Тогда-то мы и познакомились. В тот момент мне и в голову не пришло, что эта удивительная, яркая, похожая на фею молодая женщина только начала приходить в себя после сокрушительной сердечной раны. Я потеряла свою сестру, она утратила свои мечты.
– Берегись, Палома, – заключила Колетт. – Мужские обещания связывают только тех, кто любит этих мужчин.
29
Спустя несколько дней я узнала, что в город приехали испанцы. Они привезли на продажу вино из моего родного края, и я встала в очередь, чтобы купить литр для мадемуазелей. Учительница обычно заваривала себе чай, но остальные пили алкоголь как воду. Они не брали с меня плату за проживание, поэтому я при каждой возможности старалась сделать для них что-нибудь приятное. В их доме я ни в чем не нуждалась.
Подойдя вместе с Дон Кихотом к прилавку, я узнала Диего, парня из моей деревни. Я бросилась ему на шею.
– Это ты привез вино?
Он кивнул.
– Я пришел из Фаго с теми, кто отправляется в Америку, – объяснил он.
Я засыпала Диего вопросами:
– Что нового в деревне? Как Абуэла?
На его лице отразилось удивление. Глаза потемнели.
– Роза…
– Что?
– Мне очень жаль.
– Абуэла…
Его голос упал до шепота. Он грустно покачал головой. Прижал меня к себе.
Тишина. Шорох крыльев. Солнце померкло. Я отстранилась от него.
– Что? Что такое?
Я отказывалась понимать. Диего заговорил еще тише:
– Грипп. Через два месяца после вашего ухода.
Его слова доносились до меня обрывками. Глухое эхо, как из-под земли. В висках стучала кровь. Задыхаясь, я мотала головой. Абуэла умерла?
Диего взял меня за плечи. Застывшая, со сжатыми кулаками, я смотрела, как двигаются его губы, – он пытался что-то сказать мне, но я ничего не могла понять. Я больше вообще ничего не могла.
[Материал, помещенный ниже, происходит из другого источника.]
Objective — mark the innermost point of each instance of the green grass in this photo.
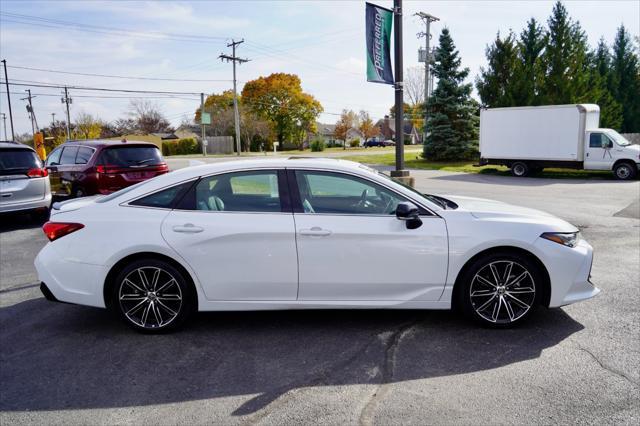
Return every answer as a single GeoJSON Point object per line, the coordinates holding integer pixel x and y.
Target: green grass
{"type": "Point", "coordinates": [413, 161]}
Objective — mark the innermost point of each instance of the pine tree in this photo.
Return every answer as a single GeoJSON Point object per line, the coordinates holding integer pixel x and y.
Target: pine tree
{"type": "Point", "coordinates": [529, 73]}
{"type": "Point", "coordinates": [452, 125]}
{"type": "Point", "coordinates": [495, 84]}
{"type": "Point", "coordinates": [625, 80]}
{"type": "Point", "coordinates": [564, 59]}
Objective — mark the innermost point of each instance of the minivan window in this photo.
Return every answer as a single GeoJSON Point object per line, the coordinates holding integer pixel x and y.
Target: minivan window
{"type": "Point", "coordinates": [127, 156]}
{"type": "Point", "coordinates": [54, 158]}
{"type": "Point", "coordinates": [69, 155]}
{"type": "Point", "coordinates": [17, 161]}
{"type": "Point", "coordinates": [84, 154]}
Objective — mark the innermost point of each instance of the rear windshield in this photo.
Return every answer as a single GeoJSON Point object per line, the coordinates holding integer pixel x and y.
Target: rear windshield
{"type": "Point", "coordinates": [17, 161]}
{"type": "Point", "coordinates": [127, 156]}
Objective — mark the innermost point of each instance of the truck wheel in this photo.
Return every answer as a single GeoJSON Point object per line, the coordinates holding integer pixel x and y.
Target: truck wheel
{"type": "Point", "coordinates": [519, 169]}
{"type": "Point", "coordinates": [624, 171]}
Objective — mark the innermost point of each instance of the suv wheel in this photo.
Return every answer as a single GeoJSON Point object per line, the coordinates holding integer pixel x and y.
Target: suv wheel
{"type": "Point", "coordinates": [624, 171]}
{"type": "Point", "coordinates": [501, 290]}
{"type": "Point", "coordinates": [152, 296]}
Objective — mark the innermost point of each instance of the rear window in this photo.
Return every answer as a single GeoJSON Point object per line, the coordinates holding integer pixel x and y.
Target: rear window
{"type": "Point", "coordinates": [127, 156]}
{"type": "Point", "coordinates": [17, 161]}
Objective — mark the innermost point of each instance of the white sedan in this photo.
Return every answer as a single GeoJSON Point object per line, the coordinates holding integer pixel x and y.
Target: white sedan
{"type": "Point", "coordinates": [305, 234]}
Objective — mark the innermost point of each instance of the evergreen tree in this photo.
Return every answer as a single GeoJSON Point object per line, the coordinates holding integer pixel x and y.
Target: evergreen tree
{"type": "Point", "coordinates": [625, 80]}
{"type": "Point", "coordinates": [529, 73]}
{"type": "Point", "coordinates": [452, 124]}
{"type": "Point", "coordinates": [600, 83]}
{"type": "Point", "coordinates": [496, 83]}
{"type": "Point", "coordinates": [564, 59]}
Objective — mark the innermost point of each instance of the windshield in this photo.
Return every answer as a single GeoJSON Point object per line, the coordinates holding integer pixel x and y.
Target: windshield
{"type": "Point", "coordinates": [18, 161]}
{"type": "Point", "coordinates": [128, 156]}
{"type": "Point", "coordinates": [618, 138]}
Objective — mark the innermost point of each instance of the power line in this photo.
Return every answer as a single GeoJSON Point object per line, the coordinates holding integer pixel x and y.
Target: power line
{"type": "Point", "coordinates": [114, 76]}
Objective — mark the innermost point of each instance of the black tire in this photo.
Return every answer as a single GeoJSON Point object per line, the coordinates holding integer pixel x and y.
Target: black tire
{"type": "Point", "coordinates": [520, 169]}
{"type": "Point", "coordinates": [625, 171]}
{"type": "Point", "coordinates": [502, 306]}
{"type": "Point", "coordinates": [168, 299]}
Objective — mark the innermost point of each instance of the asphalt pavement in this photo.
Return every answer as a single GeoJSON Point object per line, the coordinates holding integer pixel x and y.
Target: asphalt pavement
{"type": "Point", "coordinates": [65, 364]}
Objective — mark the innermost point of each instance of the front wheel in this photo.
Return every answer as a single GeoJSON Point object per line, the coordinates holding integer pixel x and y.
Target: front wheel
{"type": "Point", "coordinates": [501, 290]}
{"type": "Point", "coordinates": [152, 296]}
{"type": "Point", "coordinates": [625, 171]}
{"type": "Point", "coordinates": [519, 169]}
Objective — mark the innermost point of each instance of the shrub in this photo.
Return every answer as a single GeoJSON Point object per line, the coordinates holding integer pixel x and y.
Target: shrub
{"type": "Point", "coordinates": [317, 145]}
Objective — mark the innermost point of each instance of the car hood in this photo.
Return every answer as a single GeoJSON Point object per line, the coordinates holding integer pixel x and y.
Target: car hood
{"type": "Point", "coordinates": [482, 208]}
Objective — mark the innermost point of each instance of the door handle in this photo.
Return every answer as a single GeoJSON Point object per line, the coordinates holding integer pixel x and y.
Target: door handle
{"type": "Point", "coordinates": [188, 228]}
{"type": "Point", "coordinates": [315, 232]}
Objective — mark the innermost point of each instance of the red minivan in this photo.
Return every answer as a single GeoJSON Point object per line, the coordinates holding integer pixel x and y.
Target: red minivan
{"type": "Point", "coordinates": [80, 168]}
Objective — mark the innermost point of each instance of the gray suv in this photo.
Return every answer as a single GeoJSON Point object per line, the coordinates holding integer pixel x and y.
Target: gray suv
{"type": "Point", "coordinates": [24, 182]}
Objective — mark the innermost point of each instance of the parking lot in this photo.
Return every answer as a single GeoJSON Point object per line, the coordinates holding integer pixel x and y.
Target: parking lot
{"type": "Point", "coordinates": [68, 364]}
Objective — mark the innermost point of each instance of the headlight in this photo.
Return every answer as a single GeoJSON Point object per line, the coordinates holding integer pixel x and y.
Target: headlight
{"type": "Point", "coordinates": [569, 239]}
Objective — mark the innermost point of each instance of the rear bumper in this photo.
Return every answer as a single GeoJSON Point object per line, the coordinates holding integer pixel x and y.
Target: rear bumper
{"type": "Point", "coordinates": [26, 205]}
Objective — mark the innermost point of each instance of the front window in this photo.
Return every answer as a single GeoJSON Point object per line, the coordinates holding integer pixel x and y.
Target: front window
{"type": "Point", "coordinates": [618, 138]}
{"type": "Point", "coordinates": [337, 193]}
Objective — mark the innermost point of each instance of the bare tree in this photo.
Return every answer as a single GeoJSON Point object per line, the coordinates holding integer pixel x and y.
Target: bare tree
{"type": "Point", "coordinates": [147, 117]}
{"type": "Point", "coordinates": [414, 86]}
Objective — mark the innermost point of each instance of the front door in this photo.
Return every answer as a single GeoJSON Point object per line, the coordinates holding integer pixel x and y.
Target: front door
{"type": "Point", "coordinates": [351, 246]}
{"type": "Point", "coordinates": [236, 231]}
{"type": "Point", "coordinates": [598, 152]}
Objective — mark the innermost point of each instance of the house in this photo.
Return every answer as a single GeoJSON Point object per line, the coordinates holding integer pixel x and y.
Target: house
{"type": "Point", "coordinates": [387, 128]}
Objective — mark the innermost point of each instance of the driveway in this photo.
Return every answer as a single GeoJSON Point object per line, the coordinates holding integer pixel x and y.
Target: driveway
{"type": "Point", "coordinates": [578, 364]}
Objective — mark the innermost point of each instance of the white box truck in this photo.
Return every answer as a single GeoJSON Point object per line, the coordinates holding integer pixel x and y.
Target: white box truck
{"type": "Point", "coordinates": [528, 139]}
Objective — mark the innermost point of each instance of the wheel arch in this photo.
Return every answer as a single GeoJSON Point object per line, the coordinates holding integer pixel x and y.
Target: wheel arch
{"type": "Point", "coordinates": [109, 281]}
{"type": "Point", "coordinates": [546, 296]}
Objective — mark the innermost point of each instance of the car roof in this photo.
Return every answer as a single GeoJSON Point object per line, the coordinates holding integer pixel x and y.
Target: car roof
{"type": "Point", "coordinates": [98, 143]}
{"type": "Point", "coordinates": [14, 145]}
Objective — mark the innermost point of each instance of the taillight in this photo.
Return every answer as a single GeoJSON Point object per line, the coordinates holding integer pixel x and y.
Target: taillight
{"type": "Point", "coordinates": [55, 230]}
{"type": "Point", "coordinates": [36, 172]}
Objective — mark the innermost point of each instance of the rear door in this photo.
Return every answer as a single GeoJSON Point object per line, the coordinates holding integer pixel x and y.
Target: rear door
{"type": "Point", "coordinates": [236, 230]}
{"type": "Point", "coordinates": [15, 185]}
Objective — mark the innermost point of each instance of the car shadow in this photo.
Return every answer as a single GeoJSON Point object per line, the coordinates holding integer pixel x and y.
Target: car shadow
{"type": "Point", "coordinates": [21, 220]}
{"type": "Point", "coordinates": [57, 356]}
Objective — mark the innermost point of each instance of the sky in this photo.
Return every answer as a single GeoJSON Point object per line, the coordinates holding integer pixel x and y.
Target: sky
{"type": "Point", "coordinates": [323, 42]}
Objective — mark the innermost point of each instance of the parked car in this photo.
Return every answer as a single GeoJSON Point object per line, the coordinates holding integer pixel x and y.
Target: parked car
{"type": "Point", "coordinates": [296, 234]}
{"type": "Point", "coordinates": [375, 142]}
{"type": "Point", "coordinates": [527, 139]}
{"type": "Point", "coordinates": [24, 182]}
{"type": "Point", "coordinates": [80, 168]}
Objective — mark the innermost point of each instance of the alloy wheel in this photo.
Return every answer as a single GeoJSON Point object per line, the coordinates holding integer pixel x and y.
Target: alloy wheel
{"type": "Point", "coordinates": [150, 297]}
{"type": "Point", "coordinates": [502, 292]}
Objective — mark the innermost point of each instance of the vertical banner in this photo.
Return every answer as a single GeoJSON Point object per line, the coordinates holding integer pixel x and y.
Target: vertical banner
{"type": "Point", "coordinates": [378, 29]}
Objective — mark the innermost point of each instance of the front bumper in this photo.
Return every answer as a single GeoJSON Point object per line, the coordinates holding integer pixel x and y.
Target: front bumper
{"type": "Point", "coordinates": [569, 271]}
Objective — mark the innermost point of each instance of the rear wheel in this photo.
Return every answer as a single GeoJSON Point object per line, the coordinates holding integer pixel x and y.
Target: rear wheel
{"type": "Point", "coordinates": [519, 169]}
{"type": "Point", "coordinates": [501, 290]}
{"type": "Point", "coordinates": [152, 296]}
{"type": "Point", "coordinates": [625, 171]}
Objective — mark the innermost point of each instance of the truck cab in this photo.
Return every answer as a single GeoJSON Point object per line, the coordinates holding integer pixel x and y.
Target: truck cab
{"type": "Point", "coordinates": [606, 149]}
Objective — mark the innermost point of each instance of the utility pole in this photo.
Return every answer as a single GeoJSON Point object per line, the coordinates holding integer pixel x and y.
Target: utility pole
{"type": "Point", "coordinates": [32, 115]}
{"type": "Point", "coordinates": [4, 124]}
{"type": "Point", "coordinates": [66, 100]}
{"type": "Point", "coordinates": [204, 147]}
{"type": "Point", "coordinates": [427, 19]}
{"type": "Point", "coordinates": [235, 59]}
{"type": "Point", "coordinates": [399, 172]}
{"type": "Point", "coordinates": [6, 82]}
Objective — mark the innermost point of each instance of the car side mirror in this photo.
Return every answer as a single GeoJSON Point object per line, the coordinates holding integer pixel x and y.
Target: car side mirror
{"type": "Point", "coordinates": [409, 213]}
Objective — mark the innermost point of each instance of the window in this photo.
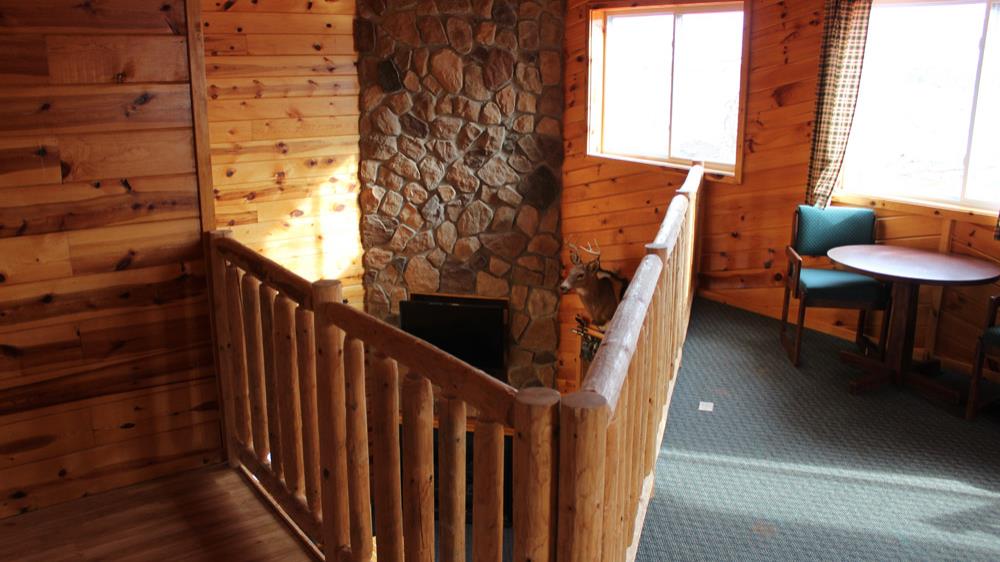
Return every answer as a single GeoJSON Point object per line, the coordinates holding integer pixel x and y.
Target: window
{"type": "Point", "coordinates": [927, 122]}
{"type": "Point", "coordinates": [665, 84]}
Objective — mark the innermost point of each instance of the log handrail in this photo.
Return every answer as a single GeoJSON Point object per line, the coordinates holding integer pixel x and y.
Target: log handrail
{"type": "Point", "coordinates": [492, 398]}
{"type": "Point", "coordinates": [611, 428]}
{"type": "Point", "coordinates": [294, 363]}
{"type": "Point", "coordinates": [266, 270]}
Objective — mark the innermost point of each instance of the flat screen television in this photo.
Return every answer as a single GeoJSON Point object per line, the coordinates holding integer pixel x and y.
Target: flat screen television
{"type": "Point", "coordinates": [472, 329]}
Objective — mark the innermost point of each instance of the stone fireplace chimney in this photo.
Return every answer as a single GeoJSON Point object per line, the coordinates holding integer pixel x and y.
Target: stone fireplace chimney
{"type": "Point", "coordinates": [461, 147]}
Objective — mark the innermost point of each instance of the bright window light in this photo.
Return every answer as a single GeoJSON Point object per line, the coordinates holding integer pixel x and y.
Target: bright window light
{"type": "Point", "coordinates": [927, 125]}
{"type": "Point", "coordinates": [665, 84]}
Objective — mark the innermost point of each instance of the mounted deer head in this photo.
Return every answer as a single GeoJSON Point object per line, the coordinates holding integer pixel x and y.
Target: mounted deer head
{"type": "Point", "coordinates": [595, 286]}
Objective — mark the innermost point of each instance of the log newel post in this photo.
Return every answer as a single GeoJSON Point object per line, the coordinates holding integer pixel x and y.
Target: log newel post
{"type": "Point", "coordinates": [332, 417]}
{"type": "Point", "coordinates": [535, 422]}
{"type": "Point", "coordinates": [223, 345]}
{"type": "Point", "coordinates": [583, 427]}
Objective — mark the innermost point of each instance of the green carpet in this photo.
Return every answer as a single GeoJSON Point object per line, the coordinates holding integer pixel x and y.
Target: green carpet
{"type": "Point", "coordinates": [789, 466]}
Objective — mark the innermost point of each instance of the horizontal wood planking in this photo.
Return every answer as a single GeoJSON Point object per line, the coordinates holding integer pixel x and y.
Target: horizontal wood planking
{"type": "Point", "coordinates": [106, 374]}
{"type": "Point", "coordinates": [746, 226]}
{"type": "Point", "coordinates": [283, 119]}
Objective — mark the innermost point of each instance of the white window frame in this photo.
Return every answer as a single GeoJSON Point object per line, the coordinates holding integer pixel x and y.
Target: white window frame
{"type": "Point", "coordinates": [944, 202]}
{"type": "Point", "coordinates": [595, 78]}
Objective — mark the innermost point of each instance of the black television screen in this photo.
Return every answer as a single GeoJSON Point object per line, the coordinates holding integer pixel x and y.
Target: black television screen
{"type": "Point", "coordinates": [472, 329]}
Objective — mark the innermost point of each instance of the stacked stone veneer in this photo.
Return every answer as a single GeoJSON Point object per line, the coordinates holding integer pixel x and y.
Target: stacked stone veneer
{"type": "Point", "coordinates": [461, 110]}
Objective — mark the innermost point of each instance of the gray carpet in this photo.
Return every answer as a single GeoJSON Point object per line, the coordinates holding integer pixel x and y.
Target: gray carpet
{"type": "Point", "coordinates": [789, 466]}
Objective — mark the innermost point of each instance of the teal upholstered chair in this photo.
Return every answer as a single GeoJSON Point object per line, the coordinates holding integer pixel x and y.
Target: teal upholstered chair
{"type": "Point", "coordinates": [989, 341]}
{"type": "Point", "coordinates": [814, 232]}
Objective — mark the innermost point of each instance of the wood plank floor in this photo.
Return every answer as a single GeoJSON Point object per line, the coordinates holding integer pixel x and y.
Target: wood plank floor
{"type": "Point", "coordinates": [208, 514]}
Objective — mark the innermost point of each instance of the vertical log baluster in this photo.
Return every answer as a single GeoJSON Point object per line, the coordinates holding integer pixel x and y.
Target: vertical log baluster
{"type": "Point", "coordinates": [331, 411]}
{"type": "Point", "coordinates": [451, 479]}
{"type": "Point", "coordinates": [241, 392]}
{"type": "Point", "coordinates": [287, 386]}
{"type": "Point", "coordinates": [487, 492]}
{"type": "Point", "coordinates": [418, 468]}
{"type": "Point", "coordinates": [305, 345]}
{"type": "Point", "coordinates": [534, 473]}
{"type": "Point", "coordinates": [267, 295]}
{"type": "Point", "coordinates": [357, 450]}
{"type": "Point", "coordinates": [255, 365]}
{"type": "Point", "coordinates": [385, 448]}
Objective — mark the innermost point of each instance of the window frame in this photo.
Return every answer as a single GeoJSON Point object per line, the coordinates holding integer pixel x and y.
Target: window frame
{"type": "Point", "coordinates": [990, 23]}
{"type": "Point", "coordinates": [596, 39]}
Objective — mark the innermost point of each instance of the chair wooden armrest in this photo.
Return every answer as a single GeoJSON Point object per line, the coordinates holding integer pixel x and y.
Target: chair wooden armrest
{"type": "Point", "coordinates": [794, 269]}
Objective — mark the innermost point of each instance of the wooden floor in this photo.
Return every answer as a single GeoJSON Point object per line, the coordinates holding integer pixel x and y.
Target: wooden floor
{"type": "Point", "coordinates": [206, 514]}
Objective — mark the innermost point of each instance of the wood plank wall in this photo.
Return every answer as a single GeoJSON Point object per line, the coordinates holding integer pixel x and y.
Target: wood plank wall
{"type": "Point", "coordinates": [106, 371]}
{"type": "Point", "coordinates": [283, 114]}
{"type": "Point", "coordinates": [746, 226]}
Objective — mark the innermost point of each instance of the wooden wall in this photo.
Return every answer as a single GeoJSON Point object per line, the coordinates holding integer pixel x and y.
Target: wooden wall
{"type": "Point", "coordinates": [105, 360]}
{"type": "Point", "coordinates": [747, 226]}
{"type": "Point", "coordinates": [283, 113]}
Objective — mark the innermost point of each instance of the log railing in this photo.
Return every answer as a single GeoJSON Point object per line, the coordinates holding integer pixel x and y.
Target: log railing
{"type": "Point", "coordinates": [329, 412]}
{"type": "Point", "coordinates": [305, 376]}
{"type": "Point", "coordinates": [610, 430]}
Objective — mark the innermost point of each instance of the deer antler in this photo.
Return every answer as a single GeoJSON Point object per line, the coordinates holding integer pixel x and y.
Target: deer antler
{"type": "Point", "coordinates": [574, 251]}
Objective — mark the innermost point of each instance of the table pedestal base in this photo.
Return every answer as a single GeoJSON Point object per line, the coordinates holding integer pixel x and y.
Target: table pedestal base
{"type": "Point", "coordinates": [919, 378]}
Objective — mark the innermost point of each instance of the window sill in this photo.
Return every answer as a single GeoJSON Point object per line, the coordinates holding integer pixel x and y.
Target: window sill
{"type": "Point", "coordinates": [713, 175]}
{"type": "Point", "coordinates": [924, 208]}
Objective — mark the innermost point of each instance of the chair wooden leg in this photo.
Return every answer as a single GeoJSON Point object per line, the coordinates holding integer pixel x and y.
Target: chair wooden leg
{"type": "Point", "coordinates": [797, 352]}
{"type": "Point", "coordinates": [977, 373]}
{"type": "Point", "coordinates": [784, 308]}
{"type": "Point", "coordinates": [859, 336]}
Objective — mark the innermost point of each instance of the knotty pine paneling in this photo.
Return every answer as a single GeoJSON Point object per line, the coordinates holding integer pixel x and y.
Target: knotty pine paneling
{"type": "Point", "coordinates": [106, 373]}
{"type": "Point", "coordinates": [283, 126]}
{"type": "Point", "coordinates": [620, 204]}
{"type": "Point", "coordinates": [746, 226]}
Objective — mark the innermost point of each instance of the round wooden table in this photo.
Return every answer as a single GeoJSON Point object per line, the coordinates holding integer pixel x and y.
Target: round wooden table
{"type": "Point", "coordinates": [907, 269]}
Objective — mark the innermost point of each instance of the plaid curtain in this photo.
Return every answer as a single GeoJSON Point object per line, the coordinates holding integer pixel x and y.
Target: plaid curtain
{"type": "Point", "coordinates": [844, 35]}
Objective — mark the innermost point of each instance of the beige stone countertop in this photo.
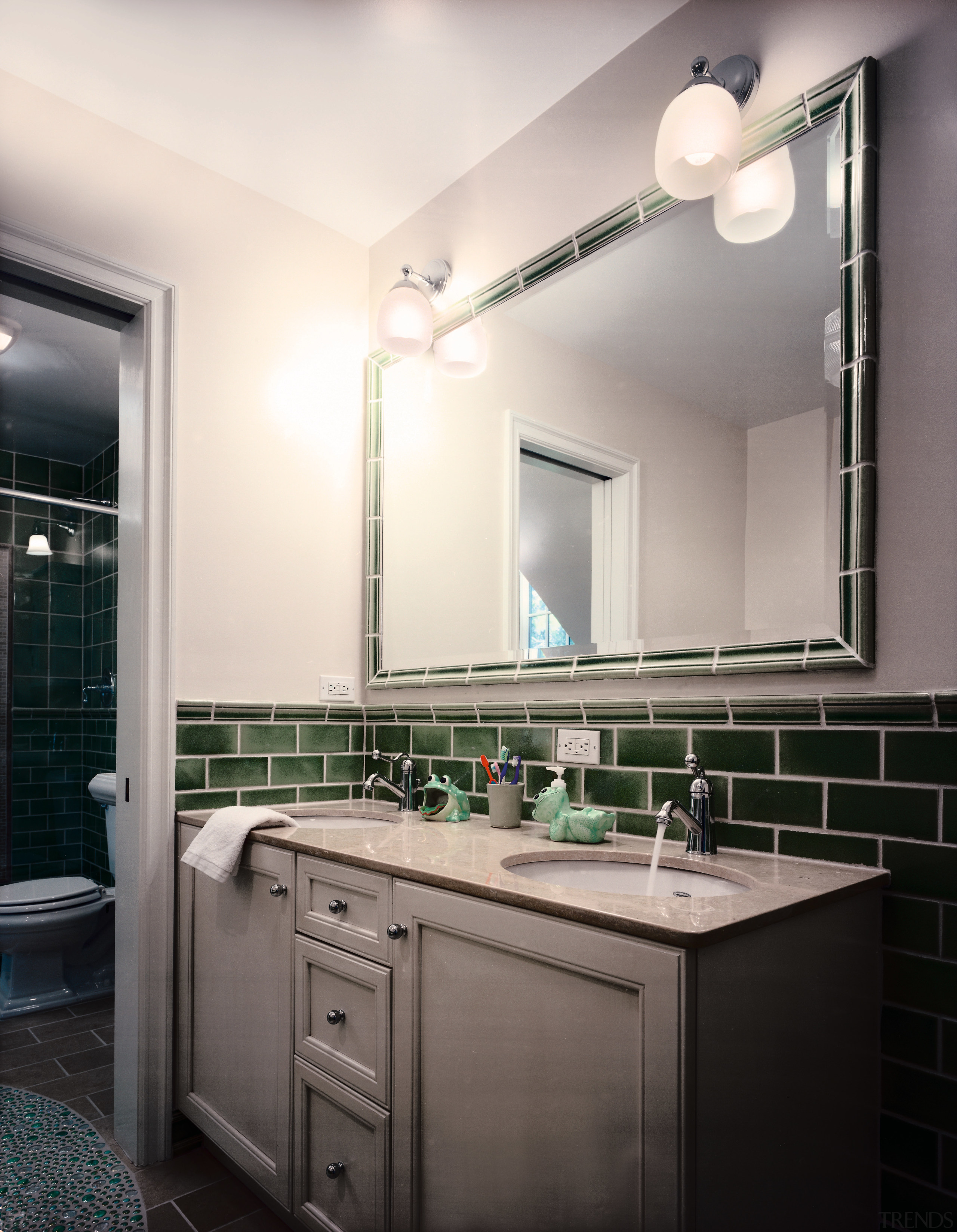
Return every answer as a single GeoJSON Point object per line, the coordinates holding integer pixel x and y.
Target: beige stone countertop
{"type": "Point", "coordinates": [467, 857]}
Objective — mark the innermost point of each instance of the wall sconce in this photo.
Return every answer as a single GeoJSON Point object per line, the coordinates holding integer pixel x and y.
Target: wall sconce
{"type": "Point", "coordinates": [464, 351]}
{"type": "Point", "coordinates": [404, 325]}
{"type": "Point", "coordinates": [39, 546]}
{"type": "Point", "coordinates": [9, 333]}
{"type": "Point", "coordinates": [699, 142]}
{"type": "Point", "coordinates": [757, 201]}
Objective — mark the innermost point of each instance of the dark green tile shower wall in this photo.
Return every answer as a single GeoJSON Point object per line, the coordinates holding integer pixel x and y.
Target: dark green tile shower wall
{"type": "Point", "coordinates": [859, 779]}
{"type": "Point", "coordinates": [58, 746]}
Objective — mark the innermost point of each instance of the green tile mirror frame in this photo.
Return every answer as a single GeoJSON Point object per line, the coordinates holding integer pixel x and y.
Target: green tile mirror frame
{"type": "Point", "coordinates": [849, 96]}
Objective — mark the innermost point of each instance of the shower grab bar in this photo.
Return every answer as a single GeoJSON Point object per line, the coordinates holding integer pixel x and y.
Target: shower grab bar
{"type": "Point", "coordinates": [90, 506]}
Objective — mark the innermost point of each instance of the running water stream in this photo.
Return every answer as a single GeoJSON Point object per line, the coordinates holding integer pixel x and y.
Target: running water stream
{"type": "Point", "coordinates": [656, 857]}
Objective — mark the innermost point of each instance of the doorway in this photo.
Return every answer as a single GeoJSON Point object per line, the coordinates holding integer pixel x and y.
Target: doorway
{"type": "Point", "coordinates": [45, 273]}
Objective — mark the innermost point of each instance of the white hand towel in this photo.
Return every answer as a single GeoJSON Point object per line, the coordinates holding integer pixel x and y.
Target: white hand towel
{"type": "Point", "coordinates": [218, 847]}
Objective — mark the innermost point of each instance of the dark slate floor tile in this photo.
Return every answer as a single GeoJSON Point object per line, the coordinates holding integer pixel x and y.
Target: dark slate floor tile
{"type": "Point", "coordinates": [168, 1219]}
{"type": "Point", "coordinates": [92, 1059]}
{"type": "Point", "coordinates": [220, 1204]}
{"type": "Point", "coordinates": [76, 1085]}
{"type": "Point", "coordinates": [29, 1076]}
{"type": "Point", "coordinates": [49, 1051]}
{"type": "Point", "coordinates": [74, 1026]}
{"type": "Point", "coordinates": [28, 1022]}
{"type": "Point", "coordinates": [103, 1101]}
{"type": "Point", "coordinates": [173, 1178]}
Внутри меня извергался вулкан. Жуткая пропасть посреди океана порождала огромную волну, от которой в панике разбегались птицы, звери и люди. Цунами. Все сметающее на своем пути.
30
Я осталась одна. Опустошенная, без цели, без семьи. Внутри меня бушевала глухая ярость – незримая, опасная. Я была полна злости. На себя, на свою дурацкую идею отправиться на заработки. Какой мне теперь от этого прок? Я лишилась самого главного. Моей Абуэлы, моей Альмы. Без них я была никем. Что со мной теперь будет?
Но жизнь продолжалась. Она ведь всегда продолжается. Шли недели. Ни мадемуазели, ни Колетт не задавали мне никаких вопросов. Они приняли мое молчание и мою скорбь. С терпением тех, кто любит, не ожидая ничего взамен. С мудростью тех, кто сам пережил жизненные трагедии.
В мастерской все было по-прежнему. Каждый день играл оркестр. Колетт меняла любовников как перчатки, ласточки копили приданое, а я спасалась от мрачных мыслей рисованием. Только с карандашом в руке мне удавалось не поддаваться отчаянию. Я придумывала все новые эспадрильи, которые получались настолько яркими и оригинальными, насколько было разбито мое сердце. У испанок заработок уходил на безделушки, у Колетт – на платья и шляпки, а мой копился под матрасом. Цена двух смертей и моего одиночества. Цена жизни без будущего.
Может, вернуться в Испанию? Одной, пешком через горы, чтобы провалиться в ту же пропасть? Встретиться с Альмой и Абуэлой. И никаких ласточек, эспадрилий, мадемуазелей… Все встанет на свое место. Но и это было мне не под силу. Оцепеневшая, безразличная ко всему, я могла лишь рисовать днем и плакать по ночам.